[PATCH v2 0/5] mm: reduce mmap_lock contention and improve page fault performance

Mon May 4 06:03:58 PDT 2026

On Mon 04-05-26 03:55:43, Barry Song wrote:
> On Mon, May 4, 2026 at 2:17 AM Jan Kara <jack at suse.cz> wrote:
> > On Fri 01-05-26 18:57:52, Matthew Wilcox wrote:
> > > On Sat, May 02, 2026 at 01:44:34AM +0800, Barry Song wrote:
> > > > On Fri, May 1, 2026 at 10:57 PM Matthew Wilcox <willy at infradead.org> wrote:
> > > > > On Fri, May 01, 2026 at 06:49:58AM +0800, Barry Song wrote:
> > > > > > 1. There is no deterministic latency for I/O completion. It depends on
> > > > > > both the hardware and the software stack (bio/request queues and the
> > > > > > block scheduler). Sometimes the latency is short; at other times it can
> > > > > > be quite long. In such cases, a high-priority thread performing operations
> > > > > > such as mprotect, unmap, prctl_set_vma, or madvise may be forced to wait
> > > > > > for an unpredictable amount of time.
> > > > >
> > > > > But does that actually happen?  I find it hard to believe that thread A
> > > > > unmaps a VMA while thread B is in the middle of taking a page fault in
> > > > > that same VMA.  mprotect() and madvise() are more likely to happen, but
> > > > > it still seems really unlikely to me.
> > > >
> > > > It doesn’t have to involve unmapping or applying mprotect to
> > > > the entire VMA—just a portion of it is sufficient.
> > >
> > > Yes, but that still fails to answer "does this actually happen".  How much
> > > performance is all this complexity in the page fault handler buying us?
> > > If you don't answer this question, I'm just going to go in and rip it
> > > all out.
> >
> > I fully agree with you we should verify whether the retry code still brings
> > in real-world advantage today with VMA locks. After all the retry logic has
> > been introduced in 2010. That being said if there are realistic loads where
> > one thread needs VMA write lock while another thread is faulting the VMA,
> > then the latencies can be indeed extreme. For example things like cgroup IO
> > throttling happen on the IO path and thus can throttle IO of a low-priority
> > thread for a long time.
> 
> I’m quite sure that swap-in and VMA writes can occur
> concurrently, and this is fairly common. For example,
> Java GC may use mprotect or userfaultfd on a small
> portion of a large Java heap while other portions are
> still under do_swap_page().

OK, makes sense.

> If we start exploring different approaches for anon and
> file, I agree I can revisit this on an Android phone if
> there is a real, serious case where a file VMA can be
> written and a page fault occurs at the same time.
> 
> Please note that, as an Android developer, I am particularly
> cautious about priority inversion. A recent issue causing
> severe priority inversion is zram attempting to support
> preemption[1]. When a task performing compression or
> decompression is migrated to another CPU and then preempted
> by other tasks, high-priority tasks waiting on the mutex may
> be significantly delayed, impacting user experience.
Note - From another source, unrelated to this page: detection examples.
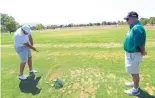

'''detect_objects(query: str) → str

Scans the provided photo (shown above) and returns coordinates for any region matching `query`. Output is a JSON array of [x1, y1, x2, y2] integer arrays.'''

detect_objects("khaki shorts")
[[15, 46, 32, 63], [125, 52, 142, 74]]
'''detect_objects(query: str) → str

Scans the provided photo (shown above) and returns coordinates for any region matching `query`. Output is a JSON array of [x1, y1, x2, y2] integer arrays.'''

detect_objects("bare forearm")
[[139, 46, 146, 55], [29, 35, 33, 46], [24, 43, 35, 50]]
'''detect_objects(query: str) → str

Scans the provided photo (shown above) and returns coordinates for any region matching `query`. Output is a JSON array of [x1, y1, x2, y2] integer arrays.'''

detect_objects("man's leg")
[[132, 74, 140, 88], [28, 57, 32, 71], [20, 62, 26, 75], [28, 49, 37, 73]]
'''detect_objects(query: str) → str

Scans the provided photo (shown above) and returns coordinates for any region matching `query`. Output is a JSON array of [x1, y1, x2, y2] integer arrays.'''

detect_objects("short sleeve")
[[134, 26, 146, 46], [20, 35, 29, 44]]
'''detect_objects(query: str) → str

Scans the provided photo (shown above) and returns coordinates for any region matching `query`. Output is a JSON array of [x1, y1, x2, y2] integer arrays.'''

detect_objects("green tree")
[[36, 24, 45, 30], [140, 18, 149, 25], [149, 17, 155, 25], [1, 13, 19, 33]]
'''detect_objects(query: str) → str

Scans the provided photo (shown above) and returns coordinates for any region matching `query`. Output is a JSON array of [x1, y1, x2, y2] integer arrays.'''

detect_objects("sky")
[[0, 0, 155, 24]]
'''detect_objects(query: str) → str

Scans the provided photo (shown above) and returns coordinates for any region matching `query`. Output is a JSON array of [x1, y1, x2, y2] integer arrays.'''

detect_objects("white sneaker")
[[125, 82, 134, 87], [30, 69, 38, 73], [124, 88, 140, 96], [18, 75, 27, 80]]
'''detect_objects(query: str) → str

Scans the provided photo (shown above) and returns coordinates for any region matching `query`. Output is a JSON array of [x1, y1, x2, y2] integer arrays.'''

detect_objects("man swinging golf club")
[[14, 25, 38, 80], [124, 11, 146, 95]]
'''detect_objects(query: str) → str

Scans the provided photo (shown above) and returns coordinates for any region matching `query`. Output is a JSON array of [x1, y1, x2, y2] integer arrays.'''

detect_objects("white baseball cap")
[[21, 25, 32, 34]]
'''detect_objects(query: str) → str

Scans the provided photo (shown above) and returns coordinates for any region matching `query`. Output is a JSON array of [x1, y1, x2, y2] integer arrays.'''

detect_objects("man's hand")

Well, container people are concerned about priority inversion as well. But
usually this is with coarse lock (such as global filesystem locks) but VMA
lock is specific to a task (and a VMA) so there the opportunity for
priority inversion looks more limited.  But the example with Java where GC
thread can presumably have higher priority than ordinary Java threads is an
interesting one.

> > BTW I'm not sure I quite understand Barry's priority inversion problem
> > since I'd expect all threads of a task to generally be treated with the
> > same priority...
> 
> Exactly not. Maybe these slides[2] and this project[3] can give
> you a hint—they aim to standardize things on Linux by
> learning from Apple OS. Basically, tasks are classified
> into five types:
> 
> USER_INTERACTIVE: Requires immediate response.
> USER_INITIATED: Tolerates a short delay, but must respond quickly still.
> UTILITY: Tolerates long delays, but not prolonged ones.
> BACKGROUND: Doesn’t mind prolonged delays.
> DEFAULT: System default behavior.

Again, this is a clasification of tasks but not really of threads in a task
so at least for VMA lock there's no inversion so have?

								Honza

> [1] https://lore.kernel.org/linux-mm/20250303022425.285971-3-senozhatsky@chromium.org/
> [2] https://lpc.events/event/19/contributions/2089/attachments/1797/3877/Userspace%20Assisted%20Scheduling%20via%20Sched%20QoS.pdf
> [3] https://lore.kernel.org/lkml/20260415000910.2h5misvwc45bdumu@airbuntu/
-- 
Jan Kara <jack at suse.com>
SUSE Labs, CR